FlyerTalk Forums - View Single Post - China Eastern MU5735 737-800 [not MAX] Crashed 21 March 2022, 132 onboard
Old Apr 6, 2022 | 9:34 am
  #163  
Lomapaseo
In memoriam
 
Join Date: Dec 2001
Programs: DL 2MM, AA MM, DL Sky Club Life, AA Admirals Club Life, Hilton Gold Life
Posts: 1,732
Originally Posted by LarryJ
You are making an assumption that the airplane was in a near-vertical attitude for most of the descent. There is no data that shows, or even suggests, that. What he know, from the short video clip, is that it was near-vertical for the last two or three seconds of the flight.

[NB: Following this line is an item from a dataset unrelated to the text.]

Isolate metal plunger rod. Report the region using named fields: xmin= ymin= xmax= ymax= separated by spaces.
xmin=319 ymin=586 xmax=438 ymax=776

Lacking any contrary data, it is more likely that it was a transitory state as flight control input alone could not hold the airplane in that attitude for an extended period of time. The FDR data will help clear this up.


Yes. The airline confirmed that there were three pilots assigned to duty in the flight deck. A Captain and two First Officers. This is very common in China. They train low-time pilots by having them observe from the jumpseat for many hundreds of hours before being promoted to a control seat.

Lots of discussion about why the senior, very high-time pilot was flying as F/O. It is common in China to use demotion as punishment for flight crews. Could be punishment for just about anything including incidents, accidents, mistakes, rule violations, crew conflicts, etc. I haven't seen anything which says why he was assigned as F/O but it is consistent with their pattern of downgrading as punishment.
I sense an opportunity to learn something new (bold above)

What makes it transitory?

If the PF takes their hands off the controls in a very steep dive what happens?